Mais c’est aussi l’autre sens de l’utopie qui fonctionne : le texte de Shakespeare peut non seulement se lire comme une fable philosophique sur le pouvoir mais aussi comme une réflexion sur le gouvernement idéal. La tempête déclenchée par Prospéro (duc déchu et révolutionnaire en puissance) conduit au naufrage d’un modèle politique vieillissant (personnifié par le monarque Alonso). En l’absence de tout modèle, l’île devient la scène sur laquelle s’affrontent et se succèdent différentes visions de la politique : l’idéalisme de Gonzalo et son utopie communiste (gouvernement sans prince, « ni riches, ni pauvres, ni serviteurs », ni propriété)[2] côtoie le réalisme politique des conspirateurs Sébastien et Antonio. Sous sa forme la plus vulgaire, la politique se confond avec l’exercice d’une domination brutale (« Lèche-moi le pied ! » demande Stephano à un Caliban-canibal colonisé, « sauvage dénaturé » par la civilisation…). La tempête sera donc une épreuve destinée à tester la viabilité des forces politiques en présence ; elle est un crible magique qui, dans le brassage des éléments et la destruction des formes défaillantes, doit faire surgir le meilleur. La politique à l’épreuve de la magie.

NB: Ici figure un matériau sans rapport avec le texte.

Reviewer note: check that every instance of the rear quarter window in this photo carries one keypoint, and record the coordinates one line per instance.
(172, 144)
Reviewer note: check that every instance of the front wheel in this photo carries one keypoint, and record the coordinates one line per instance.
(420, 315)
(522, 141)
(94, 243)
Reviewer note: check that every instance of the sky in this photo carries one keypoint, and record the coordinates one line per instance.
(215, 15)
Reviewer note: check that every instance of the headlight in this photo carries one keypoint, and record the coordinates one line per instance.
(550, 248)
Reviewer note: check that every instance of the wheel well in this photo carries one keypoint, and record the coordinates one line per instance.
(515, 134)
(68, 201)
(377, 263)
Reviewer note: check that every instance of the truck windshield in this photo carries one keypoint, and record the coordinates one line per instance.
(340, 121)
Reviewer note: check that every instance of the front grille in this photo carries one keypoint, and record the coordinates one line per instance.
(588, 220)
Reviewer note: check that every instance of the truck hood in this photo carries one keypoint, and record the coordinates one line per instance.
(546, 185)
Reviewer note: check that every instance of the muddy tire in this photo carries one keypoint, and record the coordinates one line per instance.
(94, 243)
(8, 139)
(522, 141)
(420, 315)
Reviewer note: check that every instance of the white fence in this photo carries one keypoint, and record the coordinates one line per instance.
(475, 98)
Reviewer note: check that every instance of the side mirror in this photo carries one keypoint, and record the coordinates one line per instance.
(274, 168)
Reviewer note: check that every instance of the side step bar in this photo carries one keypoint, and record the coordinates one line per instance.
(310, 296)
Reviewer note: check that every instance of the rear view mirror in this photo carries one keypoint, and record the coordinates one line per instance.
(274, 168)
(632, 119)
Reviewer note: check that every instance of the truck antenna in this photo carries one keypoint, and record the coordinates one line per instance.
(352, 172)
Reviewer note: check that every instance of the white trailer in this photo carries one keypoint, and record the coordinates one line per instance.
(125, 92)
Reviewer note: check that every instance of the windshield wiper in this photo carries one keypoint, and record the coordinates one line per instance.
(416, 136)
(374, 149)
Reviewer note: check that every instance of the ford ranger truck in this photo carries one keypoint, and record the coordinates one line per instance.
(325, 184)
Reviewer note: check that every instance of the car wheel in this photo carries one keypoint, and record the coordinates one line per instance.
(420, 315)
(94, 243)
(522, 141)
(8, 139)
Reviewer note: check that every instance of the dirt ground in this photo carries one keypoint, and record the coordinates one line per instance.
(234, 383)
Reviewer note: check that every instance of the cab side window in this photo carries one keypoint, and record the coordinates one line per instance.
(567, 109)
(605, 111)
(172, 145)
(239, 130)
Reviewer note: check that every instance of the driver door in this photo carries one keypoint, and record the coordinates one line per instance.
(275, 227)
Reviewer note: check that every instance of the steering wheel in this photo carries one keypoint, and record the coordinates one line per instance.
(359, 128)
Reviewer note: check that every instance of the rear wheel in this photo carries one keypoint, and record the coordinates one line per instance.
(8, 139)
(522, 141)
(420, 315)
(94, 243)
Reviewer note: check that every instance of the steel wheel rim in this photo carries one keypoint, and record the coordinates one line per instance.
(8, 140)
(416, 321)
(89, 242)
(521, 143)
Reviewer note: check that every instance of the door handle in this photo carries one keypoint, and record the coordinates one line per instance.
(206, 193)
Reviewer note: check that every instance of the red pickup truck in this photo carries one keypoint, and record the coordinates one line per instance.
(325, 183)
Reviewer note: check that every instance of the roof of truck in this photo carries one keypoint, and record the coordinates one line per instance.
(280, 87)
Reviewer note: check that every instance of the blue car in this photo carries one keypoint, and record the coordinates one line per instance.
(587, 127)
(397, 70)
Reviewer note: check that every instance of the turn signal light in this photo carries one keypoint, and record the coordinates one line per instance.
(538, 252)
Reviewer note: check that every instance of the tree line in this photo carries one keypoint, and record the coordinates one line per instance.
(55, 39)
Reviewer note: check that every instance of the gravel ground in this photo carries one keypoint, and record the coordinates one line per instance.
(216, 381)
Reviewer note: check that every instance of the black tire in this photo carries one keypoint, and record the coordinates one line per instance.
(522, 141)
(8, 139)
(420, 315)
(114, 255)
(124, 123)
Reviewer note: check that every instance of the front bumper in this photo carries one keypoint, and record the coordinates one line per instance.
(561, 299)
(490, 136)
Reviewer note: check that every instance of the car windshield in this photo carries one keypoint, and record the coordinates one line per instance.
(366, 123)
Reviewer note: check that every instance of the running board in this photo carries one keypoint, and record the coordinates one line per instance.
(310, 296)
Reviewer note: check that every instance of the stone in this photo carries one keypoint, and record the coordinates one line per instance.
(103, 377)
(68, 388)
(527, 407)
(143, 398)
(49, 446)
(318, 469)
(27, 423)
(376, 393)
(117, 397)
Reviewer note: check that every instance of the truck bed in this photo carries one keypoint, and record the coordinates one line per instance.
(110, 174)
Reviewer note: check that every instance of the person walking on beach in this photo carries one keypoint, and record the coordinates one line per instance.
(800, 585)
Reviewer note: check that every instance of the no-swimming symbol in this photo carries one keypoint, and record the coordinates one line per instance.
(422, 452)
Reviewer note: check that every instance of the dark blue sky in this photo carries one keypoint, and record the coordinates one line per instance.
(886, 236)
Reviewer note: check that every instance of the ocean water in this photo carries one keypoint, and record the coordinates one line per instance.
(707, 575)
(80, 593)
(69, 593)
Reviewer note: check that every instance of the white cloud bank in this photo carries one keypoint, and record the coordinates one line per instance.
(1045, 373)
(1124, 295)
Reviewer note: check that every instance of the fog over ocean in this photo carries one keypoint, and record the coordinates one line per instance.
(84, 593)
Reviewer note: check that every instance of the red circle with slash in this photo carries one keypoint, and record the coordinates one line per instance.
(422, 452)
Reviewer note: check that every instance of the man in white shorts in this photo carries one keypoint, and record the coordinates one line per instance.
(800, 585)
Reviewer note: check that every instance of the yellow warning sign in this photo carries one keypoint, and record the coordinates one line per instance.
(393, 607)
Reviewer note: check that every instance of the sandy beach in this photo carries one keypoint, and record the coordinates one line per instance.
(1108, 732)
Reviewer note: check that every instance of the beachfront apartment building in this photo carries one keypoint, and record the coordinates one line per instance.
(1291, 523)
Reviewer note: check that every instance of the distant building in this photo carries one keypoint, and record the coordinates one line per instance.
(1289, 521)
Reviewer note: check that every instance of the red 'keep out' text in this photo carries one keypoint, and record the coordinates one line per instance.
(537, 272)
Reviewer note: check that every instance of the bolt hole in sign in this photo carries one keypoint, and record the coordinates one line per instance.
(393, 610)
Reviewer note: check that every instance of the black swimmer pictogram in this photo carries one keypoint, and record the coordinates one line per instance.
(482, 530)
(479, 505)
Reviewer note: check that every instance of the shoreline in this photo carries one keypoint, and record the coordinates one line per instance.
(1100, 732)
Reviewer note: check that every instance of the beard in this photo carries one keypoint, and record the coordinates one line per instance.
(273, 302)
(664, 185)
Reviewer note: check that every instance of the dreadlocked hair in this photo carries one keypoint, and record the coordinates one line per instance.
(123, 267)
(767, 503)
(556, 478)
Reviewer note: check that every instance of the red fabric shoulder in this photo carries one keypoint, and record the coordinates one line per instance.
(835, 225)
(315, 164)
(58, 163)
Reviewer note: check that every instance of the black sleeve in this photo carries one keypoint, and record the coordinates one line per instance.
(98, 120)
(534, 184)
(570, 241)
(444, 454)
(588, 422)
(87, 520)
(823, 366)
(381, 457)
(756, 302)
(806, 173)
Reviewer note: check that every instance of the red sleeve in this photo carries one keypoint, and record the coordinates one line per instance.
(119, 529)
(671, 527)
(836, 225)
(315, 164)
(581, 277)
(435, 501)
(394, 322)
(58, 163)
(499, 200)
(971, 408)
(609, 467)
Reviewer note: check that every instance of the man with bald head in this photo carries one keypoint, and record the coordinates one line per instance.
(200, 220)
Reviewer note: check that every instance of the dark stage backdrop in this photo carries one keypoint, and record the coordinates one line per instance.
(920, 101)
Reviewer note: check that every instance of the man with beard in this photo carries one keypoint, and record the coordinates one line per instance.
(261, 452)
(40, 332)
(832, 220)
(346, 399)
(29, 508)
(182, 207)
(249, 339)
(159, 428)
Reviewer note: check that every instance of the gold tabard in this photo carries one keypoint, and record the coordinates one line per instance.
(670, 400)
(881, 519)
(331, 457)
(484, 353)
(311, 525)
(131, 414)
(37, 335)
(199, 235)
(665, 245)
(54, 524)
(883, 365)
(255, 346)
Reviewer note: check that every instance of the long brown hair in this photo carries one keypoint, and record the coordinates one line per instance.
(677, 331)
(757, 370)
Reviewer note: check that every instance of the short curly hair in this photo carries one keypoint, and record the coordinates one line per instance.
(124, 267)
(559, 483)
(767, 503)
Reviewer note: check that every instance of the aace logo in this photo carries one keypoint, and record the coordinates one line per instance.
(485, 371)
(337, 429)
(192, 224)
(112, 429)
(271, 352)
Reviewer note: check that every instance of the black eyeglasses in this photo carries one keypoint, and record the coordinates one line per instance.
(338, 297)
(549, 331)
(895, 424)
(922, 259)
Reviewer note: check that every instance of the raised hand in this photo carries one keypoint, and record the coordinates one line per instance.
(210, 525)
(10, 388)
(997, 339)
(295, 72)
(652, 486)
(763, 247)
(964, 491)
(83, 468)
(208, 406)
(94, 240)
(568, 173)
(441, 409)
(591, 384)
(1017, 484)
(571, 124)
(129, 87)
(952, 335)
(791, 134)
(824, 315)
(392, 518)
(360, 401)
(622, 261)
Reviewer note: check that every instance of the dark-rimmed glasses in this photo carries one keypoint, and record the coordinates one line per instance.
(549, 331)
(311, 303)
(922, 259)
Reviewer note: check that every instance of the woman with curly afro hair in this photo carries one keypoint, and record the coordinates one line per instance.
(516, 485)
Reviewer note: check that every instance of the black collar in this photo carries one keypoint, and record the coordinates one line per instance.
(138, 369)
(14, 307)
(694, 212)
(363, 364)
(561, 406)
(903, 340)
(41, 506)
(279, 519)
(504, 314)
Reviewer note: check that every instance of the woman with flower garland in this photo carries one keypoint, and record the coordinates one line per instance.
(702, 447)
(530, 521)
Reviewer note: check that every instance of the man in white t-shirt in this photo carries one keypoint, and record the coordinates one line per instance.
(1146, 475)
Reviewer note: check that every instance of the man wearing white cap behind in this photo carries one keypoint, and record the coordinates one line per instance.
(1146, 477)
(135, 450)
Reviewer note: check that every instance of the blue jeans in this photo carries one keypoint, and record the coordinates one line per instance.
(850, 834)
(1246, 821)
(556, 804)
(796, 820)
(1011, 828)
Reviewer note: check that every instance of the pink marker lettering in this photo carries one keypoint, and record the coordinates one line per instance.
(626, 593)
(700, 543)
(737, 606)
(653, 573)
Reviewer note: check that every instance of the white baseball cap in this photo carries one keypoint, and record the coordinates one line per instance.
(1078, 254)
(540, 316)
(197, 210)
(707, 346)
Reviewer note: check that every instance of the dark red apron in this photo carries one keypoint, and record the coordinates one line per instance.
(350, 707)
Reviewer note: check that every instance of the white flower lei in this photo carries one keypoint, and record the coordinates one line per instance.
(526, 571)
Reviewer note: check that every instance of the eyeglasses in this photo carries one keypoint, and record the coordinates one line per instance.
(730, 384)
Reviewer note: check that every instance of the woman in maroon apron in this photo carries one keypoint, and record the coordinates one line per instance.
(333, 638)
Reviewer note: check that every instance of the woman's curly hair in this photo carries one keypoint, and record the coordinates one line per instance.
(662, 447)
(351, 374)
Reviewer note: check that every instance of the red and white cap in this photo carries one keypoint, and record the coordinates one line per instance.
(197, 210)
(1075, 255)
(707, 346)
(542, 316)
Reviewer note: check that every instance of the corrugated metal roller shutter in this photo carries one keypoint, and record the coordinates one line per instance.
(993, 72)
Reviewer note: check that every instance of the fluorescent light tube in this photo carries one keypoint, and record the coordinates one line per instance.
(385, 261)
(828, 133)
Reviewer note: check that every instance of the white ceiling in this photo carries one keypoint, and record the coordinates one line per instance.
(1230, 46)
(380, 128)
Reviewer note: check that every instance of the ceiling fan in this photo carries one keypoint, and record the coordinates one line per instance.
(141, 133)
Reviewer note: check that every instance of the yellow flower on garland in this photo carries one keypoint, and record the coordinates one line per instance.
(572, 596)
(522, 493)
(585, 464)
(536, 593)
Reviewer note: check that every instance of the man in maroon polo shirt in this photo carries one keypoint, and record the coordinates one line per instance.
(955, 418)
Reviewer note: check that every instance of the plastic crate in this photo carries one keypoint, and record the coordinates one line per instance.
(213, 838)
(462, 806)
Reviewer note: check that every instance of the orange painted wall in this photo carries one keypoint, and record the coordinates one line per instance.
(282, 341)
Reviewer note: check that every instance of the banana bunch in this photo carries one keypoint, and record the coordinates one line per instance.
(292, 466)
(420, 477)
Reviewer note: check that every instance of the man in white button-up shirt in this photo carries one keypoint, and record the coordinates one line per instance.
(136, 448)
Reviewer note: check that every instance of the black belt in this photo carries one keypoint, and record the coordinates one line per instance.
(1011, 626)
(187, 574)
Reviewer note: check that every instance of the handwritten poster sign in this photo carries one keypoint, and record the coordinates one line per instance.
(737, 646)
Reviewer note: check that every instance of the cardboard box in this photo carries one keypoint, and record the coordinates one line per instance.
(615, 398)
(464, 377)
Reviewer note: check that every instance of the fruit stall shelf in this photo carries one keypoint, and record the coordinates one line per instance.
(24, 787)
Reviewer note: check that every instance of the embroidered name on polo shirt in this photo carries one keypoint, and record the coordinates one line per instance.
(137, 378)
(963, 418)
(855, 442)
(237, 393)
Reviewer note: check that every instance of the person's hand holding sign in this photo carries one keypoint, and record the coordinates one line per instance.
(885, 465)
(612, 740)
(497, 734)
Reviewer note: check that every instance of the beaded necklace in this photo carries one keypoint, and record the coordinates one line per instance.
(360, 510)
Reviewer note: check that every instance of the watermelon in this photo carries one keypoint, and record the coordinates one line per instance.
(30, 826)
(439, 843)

Mais alors, que reste-t-il après la tempête ? Il reste Prospéro, seul, ayant enfin atteint le calme intérieur, dans une expérience ataraxique marquée par la résolution du conflit (politique ?) entre les deux parti(e)s de son âme – Ariel et Caliban. Comme si son grand message n’était pas : « on ne peut gouverner qu’en étant fou et magicien, on ne peut régner qu’en enchantant le monde, à grands coups de sortilèges et de manipulations invisibles » mais plutôt que le calme se situe hors de la tempête politique. Que pour être libre, il faut renoncer au pouvoir – cet « art si puissant » et cette « magie violente »[3], se retirer dans sa cellule pour apprendre à se gouverner soi-même et faire la paix avec ses « démons »[4]. Le lieu de la politique se situe d’abord en soi-même, dans l’âme, ce lieu qu’on emporte avec soi, cette île intérieure, à l’abri des tempêtes.
© Mickaël Perre
Lien vers le spectacle sur le site de la Comédie-Française, cliquez ICI
Notes :
[1] Acte IV, scène 1, Prospéro à Ferdinand : « Ces acteurs,/Comme je vous l’ai annoncé, étaient tous des esprits,/Et ils sont partis en fumée, se fondant dans l’air subtil,/Et tel l’édifice sans base de cette vision,/Les tours coiffées de nuages, les palais grandioses,/Les temples solennels, le grand globe lui-même,/ Et tous ceux qui en jouissent, seront détruits, et tout comme/Ce spectacle immatériel s’est évanoui,/Ils ne laisseront pas la moindre trace./Nous sommes tous/Faits de l’étoffe des rêves, et notre petite vie/Est entourée de sommeil. ». Nous citons le texte dans la traduction de François Laroque, La Tempête, Livre de poche, 2011.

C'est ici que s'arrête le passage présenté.